Today I watched David Whyte in his online offering Just Beyond Yourself: The Power of Robust Vulnerability. The word vulnerability comes from the Latin “wound”.
He began by reading the poem “Just Beyond Yourself”. It’s written for John O’Donohue and you can read it online.
He then shared about how going to the Galapagos brought him to a place of innocence which then led to hubris. He had to break apart.
I was most struck when he spoke of his time in the Himalayas when he came to a broken and precarious bridge. He was afraid to cross and then a “lined” older woman came skipping along and said, “Namaste”, which translates to “I greet the God in you”. After watching her disappear across the bridge, he crossed too.
I had a similar experience when I was in the Everest region of Nepal. I was standing hesitant to cross a rickety looking bridge when a tiny, sprightly elf of an elderly woman carrying a heavy pack on her back came skipping across and seeing me standing there, said “Namaste”. She then continued along as I watched her, inspired by her energy and light. I write about her in my book Airing Out the Fairy Tale.
Whyte speaks of his mother’s death, and how there is the loss, yes, but also a recognition revealed in his poem “Farewell Letter”, also available online.
The workshop has a homework task.
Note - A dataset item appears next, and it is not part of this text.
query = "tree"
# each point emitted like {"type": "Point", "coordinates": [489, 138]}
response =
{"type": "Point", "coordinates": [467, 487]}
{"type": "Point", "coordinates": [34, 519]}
Each day this week we enter into silence and invite a time of heartbreak or grief. Allowing ourselves to touch into the bottom ground of our grief, we perceive a new horizon. I’ve done this before, gone fully into a place of grief, and what I discovered was joy, laughter, and bliss, so though part of me is hesitant to begin the task, another part trusts the reward.
We are living through a challenging time. Certainty, such as it was, has disappeared, so we’re given an opportunity to meet what’s coming new, and in that, open to our poetic center and honoring the seasons, bloom in our time.